Lehec claims that it would be fairly easy to renew existing infrastructure to run light trains that are quieter than before and potentially run on hydrogen, both for passenger transport and to make urban logistics more sustainable, as trucks instead cause a lot of pollution. The fact that the line is already in the middle of the Ile de France – the region in which Paris is located and the most densely populated in the country – and therefore close to places where millions of people live or work Having an opinion on this would make it even more strategic.
“The new BNP headquarters will soon open in the north, on the border with Aubervilliers: more vehicles will be needed to transport the thousands of people who will work there.” There is the new Bercy-Charenton district, which will soon be completed . And there are still entire districts in the center that are very poorly connected to the metro, such as the Buttes-Chaumont or the Père Lachaise cemetery area: the Petite Ceinture already runs through all of these areas.”
“If we really want to talk about ecology, we cannot avoid discussing transport, and trains are undoubtedly one of the least polluting means of transport there is.” “We can’t just talk about bikes and walks, even if we “We could imagine a hybrid use by using part of the area as small parks,” says Lehec.
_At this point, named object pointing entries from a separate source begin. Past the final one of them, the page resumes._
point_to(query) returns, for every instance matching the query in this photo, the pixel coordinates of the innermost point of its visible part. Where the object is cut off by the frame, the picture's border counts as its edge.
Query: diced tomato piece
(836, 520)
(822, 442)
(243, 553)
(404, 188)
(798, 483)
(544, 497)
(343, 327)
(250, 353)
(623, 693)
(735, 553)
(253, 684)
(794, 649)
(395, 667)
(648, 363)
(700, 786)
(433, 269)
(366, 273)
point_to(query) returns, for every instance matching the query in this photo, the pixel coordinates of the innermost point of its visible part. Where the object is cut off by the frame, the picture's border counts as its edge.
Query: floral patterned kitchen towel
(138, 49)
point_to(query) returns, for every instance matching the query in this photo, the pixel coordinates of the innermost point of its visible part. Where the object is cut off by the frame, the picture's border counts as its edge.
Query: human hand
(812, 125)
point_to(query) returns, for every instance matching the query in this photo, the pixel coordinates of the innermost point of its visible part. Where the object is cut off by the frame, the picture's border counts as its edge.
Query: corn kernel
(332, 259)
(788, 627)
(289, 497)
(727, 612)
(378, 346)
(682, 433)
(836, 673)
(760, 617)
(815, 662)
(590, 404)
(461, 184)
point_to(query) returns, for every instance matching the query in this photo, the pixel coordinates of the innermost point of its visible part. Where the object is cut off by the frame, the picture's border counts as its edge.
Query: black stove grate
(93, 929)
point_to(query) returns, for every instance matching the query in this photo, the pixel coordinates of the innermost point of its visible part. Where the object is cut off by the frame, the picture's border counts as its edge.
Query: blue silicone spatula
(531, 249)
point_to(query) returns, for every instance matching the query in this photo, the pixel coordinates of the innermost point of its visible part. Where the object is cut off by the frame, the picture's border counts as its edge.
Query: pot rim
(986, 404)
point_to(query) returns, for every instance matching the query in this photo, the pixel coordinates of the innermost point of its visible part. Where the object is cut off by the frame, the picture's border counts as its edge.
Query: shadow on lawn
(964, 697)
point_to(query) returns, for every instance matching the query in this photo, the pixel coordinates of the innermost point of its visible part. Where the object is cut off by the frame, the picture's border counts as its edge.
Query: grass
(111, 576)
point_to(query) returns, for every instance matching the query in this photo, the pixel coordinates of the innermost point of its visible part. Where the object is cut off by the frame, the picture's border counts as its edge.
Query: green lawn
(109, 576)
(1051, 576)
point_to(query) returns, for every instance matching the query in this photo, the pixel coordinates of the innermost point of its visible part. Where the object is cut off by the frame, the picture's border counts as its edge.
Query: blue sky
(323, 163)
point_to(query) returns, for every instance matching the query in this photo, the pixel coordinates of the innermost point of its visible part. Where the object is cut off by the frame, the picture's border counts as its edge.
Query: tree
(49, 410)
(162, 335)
In addition, the Petite Ceinture, which has already been built, does not require any expropriation of land to be expanded, even if millions of dollars in investments would still be necessary to renovate the tracks, build new stations and adapt the system to modern means.
According to the association’s calculations, it would take about five years to transform the Petite Ceinture into a modern and functional line: this requires first a coordination of the will of the national government, the metropolitan government and those of the various arrondissements, as well as the SNCF to make this possible . “There are many conflicting interests,” explains Lehec. “To name just one: some people have bought houses on the Petite Ceinture also because of the view of the vegetation, but they would not appreciate it at all if they suddenly had a house on a railway line, even if it was very bright and bright not very loud.”